The UK retains two elements of appeal. From a business perspective it maintains many traditional operational advantages, from the universal language of business to an entrepreneurial spirit and strong legal and accounting standards. Keith Ashworth-Lord, manager of CFP SDL UK Buffettology (GB00BKJ9C676) and an unsurprising evangelist, believes this makes the UK “second only to the US” as a business location. In his view, recent negative sentiment presents a good opportunity for the patient investor.

Secondly, dividend yields should continue to support the market to some extent. Even after a year of severe cuts, the UK stands out as a higher-yielding alternative to other major equity regions, and a dividend recovery of sorts is in the making.

In its UK Dividend Monitor report covering the third quarter of 2020, Link Group announced that the “worst is over”. Link predicts that the UK market will yield between 3.3 and 3.6 per cent in the 12 months from the end of Q3 2020. Few overseas markets offer comparable yields.

 

 

Not so fast

One problem is that even if the UK has been underpriced, few have been willing to choose it over the alternatives. US and Asian markets have performed strongly this year, and the likes of big tech have capitalised on trends that accelerated in lockdown and should persist to some extent, even when economies reopen. The UK, by contrast, has little exposure to some of the new world trends. The market composition may also put it on the wrong side of the clamour for ESG investing.

Charles Younes, research manager at FE Investment, argues that this structural problem remains hard to ignore.

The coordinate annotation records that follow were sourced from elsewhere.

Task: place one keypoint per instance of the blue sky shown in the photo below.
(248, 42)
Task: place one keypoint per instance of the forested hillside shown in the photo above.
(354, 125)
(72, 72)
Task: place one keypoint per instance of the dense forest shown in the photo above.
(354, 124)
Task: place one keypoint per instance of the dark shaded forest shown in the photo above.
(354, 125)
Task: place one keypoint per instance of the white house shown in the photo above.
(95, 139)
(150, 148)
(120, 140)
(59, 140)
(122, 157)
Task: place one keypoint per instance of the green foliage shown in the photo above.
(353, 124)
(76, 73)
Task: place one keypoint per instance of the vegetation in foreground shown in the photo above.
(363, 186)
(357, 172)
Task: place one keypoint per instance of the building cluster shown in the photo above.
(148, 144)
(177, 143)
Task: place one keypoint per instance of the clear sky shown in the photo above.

His team halved the UK allocation in their investment portfolios over the summer, and the rally of November has not changed any minds. “If you look at the prospect for UK companies it’s becoming darker and darker even if you remove the Brexit risk,” he says. “If you look at the composition of the FTSE, it’s not rightly positioned to face the structural change in the post-Covid world.”

He, and others, are not convinced that a quick economic rebound is definitely on the cards. The format and impact of any economic reopening is unknown, and many consumers and businesses will leave the pandemic in a weaker state than they entered it. “Some companies have to repay debt or government money,” says Mr Younes. “Some companies have simply closed, like Debenhams.”

Scepticism can also apply to hopes of an extended market rally. Too much good news could now be in the price, and the past decade has demonstrated that value rallies can be notoriously short-lived.

While some may want to take a punt on cyclical exposure or a broader rebound for UK stocks, remaining picky may be key. A look at names such as the Buffettology fund suggests that building a concentrated portfolio of strong companies is one way to ride the ups and downs of the domestic market. Chris Beauchamp, chief market analyst at IG, points to “pockets of good companies” listed in the UK that have international exposure and could benefit from a global reopening, from Diageo (DGE) to Compass (CPG). In hindsight, investors had the chance to buy the latter at a five-year low in March. He also points to the UK’s leading pharma names, which have performed solidly in the crisis.

An active approach, from picking a stock to buying funds, may be the best way in. Richard Staveley, manager of the Gresham House Strategic (GHS) investment trust, does present an optimistic case for the UK but believes that performance dispersion between different sectors will persist as the economy reopens.